“Mistress Gainor’s house was full of these gentlemen, whom she entertained with a freedom only equalled by that with which she spoke her good Whig mind. The air was full of excitement. Business fell off, and Hugh and I had ample leisure to do much as we liked.
“I must honestly declare that I deserve no praise for having escaped the temptations which beset Hugh. I hated all excess, and suffered in body if I drank or ate more than was wise. As regards worse things than wine and cards, I think Miss Wynne was right when she described me as a girl-boy; for the least rudeness or laxity of talk in women I disliked, and as to the mere modesties of the person, I have always been like some well-nurtured maid.
“Thus it was that when Hugh, encouraged by his aunt, fell into the company of these loose, swaggering captains and cornets, I had either to give up him, who was unable to resist them, or to share in their vicious ways myself. It was my personal disgust at drunkenness or loose society which saved me, not any moral or religious safeguards, although. I trust I was not altogether without these helps. I have seen now and then that to be refined in tastes and feelings is a great aid to a virtuous life. Also I have known some who would have been drunkards but for their heads and stomachs, which so behaved as to be good substitutes for conscience. It is sometimes the body which saves the soul. Both of these helps I had, but my dear Hugh had neither. He was a great, strong, masculine fellow, and if I may seem to have said that he wanted refined feelings, that is not so, and to him, who will never read these lines, and to myself, I must apologise.”
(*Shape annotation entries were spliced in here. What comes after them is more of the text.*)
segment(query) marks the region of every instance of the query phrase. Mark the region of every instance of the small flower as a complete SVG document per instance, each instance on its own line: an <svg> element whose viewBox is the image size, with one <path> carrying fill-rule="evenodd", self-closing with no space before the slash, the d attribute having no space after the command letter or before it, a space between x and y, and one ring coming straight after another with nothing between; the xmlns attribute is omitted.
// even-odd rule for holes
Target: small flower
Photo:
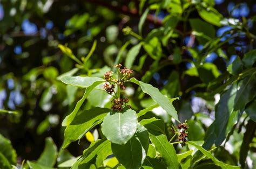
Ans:
<svg viewBox="0 0 256 169"><path fill-rule="evenodd" d="M123 74L125 76L130 77L131 76L131 74L133 72L133 71L132 69L130 69L125 67L124 68L121 69L120 73Z"/></svg>
<svg viewBox="0 0 256 169"><path fill-rule="evenodd" d="M122 65L120 64L114 65L114 67L116 67L116 68L120 68L121 67L122 67Z"/></svg>
<svg viewBox="0 0 256 169"><path fill-rule="evenodd" d="M179 124L179 125L177 126L177 129L179 130L183 129L185 130L187 130L188 128L188 127L187 126L187 124L186 122L183 123Z"/></svg>
<svg viewBox="0 0 256 169"><path fill-rule="evenodd" d="M107 81L109 81L110 80L110 79L112 78L112 75L113 75L113 72L112 71L107 72L104 74L104 79L105 80Z"/></svg>
<svg viewBox="0 0 256 169"><path fill-rule="evenodd" d="M105 83L103 85L103 88L109 94L112 94L114 92L114 85L110 84L109 82Z"/></svg>

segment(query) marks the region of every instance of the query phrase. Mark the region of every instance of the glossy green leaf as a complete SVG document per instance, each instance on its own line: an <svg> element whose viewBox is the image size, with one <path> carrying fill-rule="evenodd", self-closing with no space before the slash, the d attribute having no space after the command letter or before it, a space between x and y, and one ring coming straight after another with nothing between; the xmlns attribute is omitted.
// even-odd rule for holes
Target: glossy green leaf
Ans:
<svg viewBox="0 0 256 169"><path fill-rule="evenodd" d="M77 84L80 83L82 84L84 87L86 87L86 89L85 89L85 91L83 96L83 97L77 102L77 104L76 104L76 107L75 107L74 110L68 116L65 117L65 119L62 122L62 126L68 126L73 121L73 118L76 116L77 112L79 110L80 108L81 107L82 105L84 103L85 99L87 98L87 96L90 94L90 93L100 83L103 83L105 81L101 78L90 78L90 77L86 77L84 78L80 78L81 77L68 77L68 76L64 76L63 78L62 79L62 81L63 79L64 81L67 83L69 83L70 84L75 84L73 86L76 86ZM86 78L86 79L84 79ZM75 80L73 81L73 79L76 79ZM87 80L89 81L87 81Z"/></svg>
<svg viewBox="0 0 256 169"><path fill-rule="evenodd" d="M217 146L220 145L237 122L238 114L233 112L234 100L239 88L239 86L234 84L221 96L215 106L215 119L206 133L205 149L210 149L214 143Z"/></svg>
<svg viewBox="0 0 256 169"><path fill-rule="evenodd" d="M197 141L204 139L205 131L199 123L194 119L190 119L187 121L187 125L188 126L187 129L189 133L187 136L188 140Z"/></svg>
<svg viewBox="0 0 256 169"><path fill-rule="evenodd" d="M142 91L147 94L151 98L176 121L179 122L178 118L177 112L168 98L164 96L159 90L151 84L145 83L133 78L130 81L140 86Z"/></svg>
<svg viewBox="0 0 256 169"><path fill-rule="evenodd" d="M9 164L16 164L17 154L15 150L12 148L11 142L1 134L0 134L0 153L1 153L1 158L3 159L2 163L0 160L0 166L4 165L4 164L8 165L6 161L8 161Z"/></svg>
<svg viewBox="0 0 256 169"><path fill-rule="evenodd" d="M144 169L165 169L166 167L157 158L146 156L143 163Z"/></svg>
<svg viewBox="0 0 256 169"><path fill-rule="evenodd" d="M44 151L37 160L37 164L46 167L53 167L56 161L57 156L56 145L51 137L48 137L45 139Z"/></svg>
<svg viewBox="0 0 256 169"><path fill-rule="evenodd" d="M53 167L49 167L47 166L45 166L36 163L32 162L30 161L26 161L26 163L29 165L30 168L35 168L35 169L54 169Z"/></svg>
<svg viewBox="0 0 256 169"><path fill-rule="evenodd" d="M201 6L197 6L197 9L200 16L205 21L213 25L220 26L220 20L223 16L217 10L211 6L206 8Z"/></svg>
<svg viewBox="0 0 256 169"><path fill-rule="evenodd" d="M92 142L90 146L84 151L83 154L79 160L79 165L88 163L96 156L101 156L102 157L106 156L107 154L101 154L106 152L105 149L109 149L110 146L111 142L105 138Z"/></svg>
<svg viewBox="0 0 256 169"><path fill-rule="evenodd" d="M155 131L157 131L163 134L165 133L165 125L161 119L157 119L155 117L144 119L140 122L140 124L143 125L151 133L153 133Z"/></svg>
<svg viewBox="0 0 256 169"><path fill-rule="evenodd" d="M125 59L125 62L124 64L125 67L129 68L131 68L132 67L135 59L139 53L142 45L142 44L139 43L132 47L130 50L130 51L128 52L128 53L127 54L126 58Z"/></svg>
<svg viewBox="0 0 256 169"><path fill-rule="evenodd" d="M250 144L254 138L256 131L256 123L252 120L249 120L246 126L246 131L244 135L242 143L240 149L239 162L242 168L245 168L246 157L250 148Z"/></svg>
<svg viewBox="0 0 256 169"><path fill-rule="evenodd" d="M245 109L245 111L251 119L256 122L256 100L255 98Z"/></svg>
<svg viewBox="0 0 256 169"><path fill-rule="evenodd" d="M11 165L6 158L0 152L0 168L11 168Z"/></svg>
<svg viewBox="0 0 256 169"><path fill-rule="evenodd" d="M172 144L168 142L166 136L158 131L156 131L154 132L154 134L150 134L150 138L167 167L179 168L180 164L176 151Z"/></svg>
<svg viewBox="0 0 256 169"><path fill-rule="evenodd" d="M16 111L10 111L10 110L6 110L0 109L0 114L18 114L18 112Z"/></svg>
<svg viewBox="0 0 256 169"><path fill-rule="evenodd" d="M76 116L65 130L63 147L65 148L72 142L81 139L87 131L101 123L110 111L107 108L96 107L85 110Z"/></svg>
<svg viewBox="0 0 256 169"><path fill-rule="evenodd" d="M73 69L69 71L69 72L65 72L63 74L62 74L58 77L57 77L57 80L60 80L60 79L62 78L62 77L64 76L71 76L73 74L75 74L76 73L77 73L79 71L79 68L77 67L74 68Z"/></svg>
<svg viewBox="0 0 256 169"><path fill-rule="evenodd" d="M255 73L242 80L234 100L234 110L244 110L245 105L256 96L256 93L252 93L252 91L256 91L256 75Z"/></svg>
<svg viewBox="0 0 256 169"><path fill-rule="evenodd" d="M147 18L147 13L149 12L149 9L147 9L143 14L142 15L142 17L140 17L140 19L139 20L139 33L140 34L142 34L142 26L143 26L143 24L144 24L145 21L146 20L146 19Z"/></svg>
<svg viewBox="0 0 256 169"><path fill-rule="evenodd" d="M97 77L63 76L61 81L66 84L86 88L95 83L99 84L105 82L105 80Z"/></svg>
<svg viewBox="0 0 256 169"><path fill-rule="evenodd" d="M256 50L252 50L245 54L242 61L245 67L252 67L256 61Z"/></svg>
<svg viewBox="0 0 256 169"><path fill-rule="evenodd" d="M186 158L187 158L188 156L190 156L193 153L193 150L190 150L187 151L186 151L185 152L184 152L181 154L177 154L177 157L178 157L178 160L180 163L181 162L181 160Z"/></svg>
<svg viewBox="0 0 256 169"><path fill-rule="evenodd" d="M62 167L70 167L76 163L77 160L80 157L80 156L78 156L76 158L73 158L68 160L58 165L58 167L62 168Z"/></svg>
<svg viewBox="0 0 256 169"><path fill-rule="evenodd" d="M137 131L128 142L124 145L112 143L112 150L124 166L127 168L139 168L146 158L149 143L147 130L138 124Z"/></svg>
<svg viewBox="0 0 256 169"><path fill-rule="evenodd" d="M135 133L138 123L136 112L126 108L121 112L110 111L102 124L103 135L113 143L124 144Z"/></svg>
<svg viewBox="0 0 256 169"><path fill-rule="evenodd" d="M225 169L229 169L229 168L240 168L238 166L232 166L229 164L225 164L220 161L219 161L216 157L214 156L212 156L211 152L209 151L207 151L206 150L204 149L203 147L197 144L196 143L193 142L187 142L186 144L190 144L191 145L193 145L196 148L198 149L201 152L204 154L205 156L207 157L208 158L210 158L212 159L212 160L214 163L215 164L216 164L218 166L219 166L220 167L221 167L221 168L225 168Z"/></svg>

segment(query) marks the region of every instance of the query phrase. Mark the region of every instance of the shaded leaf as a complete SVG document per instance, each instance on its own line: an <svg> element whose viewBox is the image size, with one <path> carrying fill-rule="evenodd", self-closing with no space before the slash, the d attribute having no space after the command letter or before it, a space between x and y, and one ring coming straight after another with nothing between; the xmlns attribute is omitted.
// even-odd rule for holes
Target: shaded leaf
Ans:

I did come to see these pages, as you know. I think he meant, that with the wine of youth and at times of other vintages, in my veins, the strong paternal blood, which in my father only a true, if hard, religion kept in order, was too much for me. If I state this awkwardly it is because all excuses are awkward. Looking back, I wonder that I was not worse, and that I did not go to the uttermost devil. I was vigorous, and had the stomach of a temperate ox, and a head which made no complaints. The morning after some mad revel I could rise at five, and go out in my boat and overboard, and then home in a glow, with a fine appetite for breakfast; and I was so big and tall that I was thought to be many years older than I was.
I should have been less able unwatched to go down this easy descent, had it not been for a train of circumstances which not only left me freer than I ought to have been, but, in the matter of money, made it only too possible for me to hold my own amid evil or lavish company. My aunt had lived in London, and in a society which had all the charm of breeding, and all the vices of a period more coarse than ours. She detested my father’s notions, and if she meant to win me to her own she took an ill way to do it. I was presented to the English officers, and freely supplied with money, to which I had been quite unused, so long as my father was the only source of supply. We were out late when I was presumed to be at my Aunt Gainor’s; and to drink and bet, or to see a race or cock-fight, or to pull off knockers, or to bother the ancient watchmen, were now some of my most reputable amusements. I began to be talked about as a bit of a rake, and my Aunt Gainor was not too greatly displeased; she would hear of our exploits and say “Fie! fie!” and then give me more guineas. Worse than all, my father was deep in his business, lessening his ventures, and thus leaving me more time to sow the seed of idleness. Everything, as I now see it, combined to make easy for me the downward path. I went along it without the company of Jack Warder, and so we drew apart; he would none of it.
When my father began to withdraw his capital my mother was highly pleased, and more than once in my presence said to him: “Why, John, dost thou strive for more and more money? Hast thou not enough? Let us give up all this care and go to our great farm at Merion, and live as peaceful as our cattle.” She did not reckon upon the force with which the habits of a life bound my father to his business.
I remember that it was far on in April, 1773, when my Aunt Gainer appeared one day in my father’s counting-house. Hers was a well-known figure on King street, and even in the unpleasant region alongshore to the south of Dock street. She would dismount, leave her horse to the groom, and, with a heavily mounted, silver-topped whip in hand, and her riding-petticoat gathered up, would march along, picking her way through mud and filth. Here she contrived to find the queer china things she desired, or in some mysterious way she secured cordials and such liquors as no one else could get.
Once she took my mother with her, and loaded her with gods of the Orient and fine China pongee silks.
“But, Hugh,” said the dear lady, “il n’est pas possible de vous la decrire. Mon Dieu! she can say terrible words, and I have seen a man who ventured some rudeness to me—no, no, mon cher, nothing to anger you; il avait peur de cette femme. He was afraid of her—her and her whip. He was so alarmed that he let her have a great china mandarin for a mere nothing. I think he was glad to see her well out of his low tavern.”
“But the man,” I urged; “what did he say to thee, mother?”